1. Choose the Cloud storage category from the left pane and click Google Drive. You can also search Google Drive in the search box.
Note: If you had already added a Google Drive connection earlier, click the Saved connections category from the left pane and proceed to import. To learn more about Saved connections, click here.
2. If you have already added a connection, click the existing connection and start importing data.
Note: Click the Add new link to add a new Google Drive account. You can create as many Google Drive connections as required.
3. Authenticate your Google Drive account. You will need to authorize DataPrep to access your files when you do this for the first time.
4. To incrementally import your data, click the Advanced selection link.
Advanced selection helps you perform dynamic file selection based on regex. This can be used for getting new or incremental data from your Google Drive folder. The newly added or modified file that matches the file pattern after the previous sync will be taken from your Google Drive folder.
The details required are :
Choose folder : Choose the folder you want to import data from.
Include subfolders : You can also select the Include subfolders checkbox if you want to include subfolders while searching for a file. Click here to know the limitations of this option.

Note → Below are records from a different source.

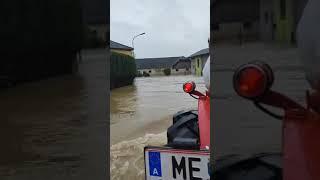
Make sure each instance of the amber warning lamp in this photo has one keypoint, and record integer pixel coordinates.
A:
(189, 87)
(253, 80)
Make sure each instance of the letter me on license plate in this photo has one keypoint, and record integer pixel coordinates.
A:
(166, 164)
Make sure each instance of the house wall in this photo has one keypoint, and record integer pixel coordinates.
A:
(129, 53)
(267, 32)
(229, 17)
(284, 31)
(101, 31)
(197, 64)
(232, 30)
(159, 72)
(180, 71)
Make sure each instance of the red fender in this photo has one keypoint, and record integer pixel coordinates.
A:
(204, 120)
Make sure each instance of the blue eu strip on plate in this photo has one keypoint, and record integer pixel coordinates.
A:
(155, 164)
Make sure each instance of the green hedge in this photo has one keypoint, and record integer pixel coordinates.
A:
(123, 70)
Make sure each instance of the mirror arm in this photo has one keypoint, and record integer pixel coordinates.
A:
(276, 99)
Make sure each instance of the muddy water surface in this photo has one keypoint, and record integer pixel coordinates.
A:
(140, 115)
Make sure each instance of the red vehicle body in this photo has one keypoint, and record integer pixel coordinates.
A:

Note: The file pattern match is a simple regex type match. For example, to fetch files with file names such as Sales_2022.csv , Sales_2023.csv , Sales_2024.csv , you can input the pattern Sales_.*
Similarly to fetch files such as PublicData1.csv , PublicData2.csv , PublicData3.csv , use Public.*
If you want to import a single file, then specify the pattern using the exact file name.
Eg: leads_jan_2022.*
Parse file as : Choose the required extension to parse the file. If your file format is not a commonly used one, you can use this option to parse the file into one of the following formats before importing the data into a readable format. The available formats are CSV, TSV, JSON, XML, and TXT.
Fill in the required details and click the Import button.
Note: We support only CSV, TSV, JSON, XML, and TXT file formats for incremental fetch from cloud storage.
5. Once you have completed importing data, your dataset will open and you can start preparing your data right away.
6. When your dataset is ready, export it to the required destination before next reload.
Schedule your dataset based on your pipeline complexity. Give enough time to import, process data and export.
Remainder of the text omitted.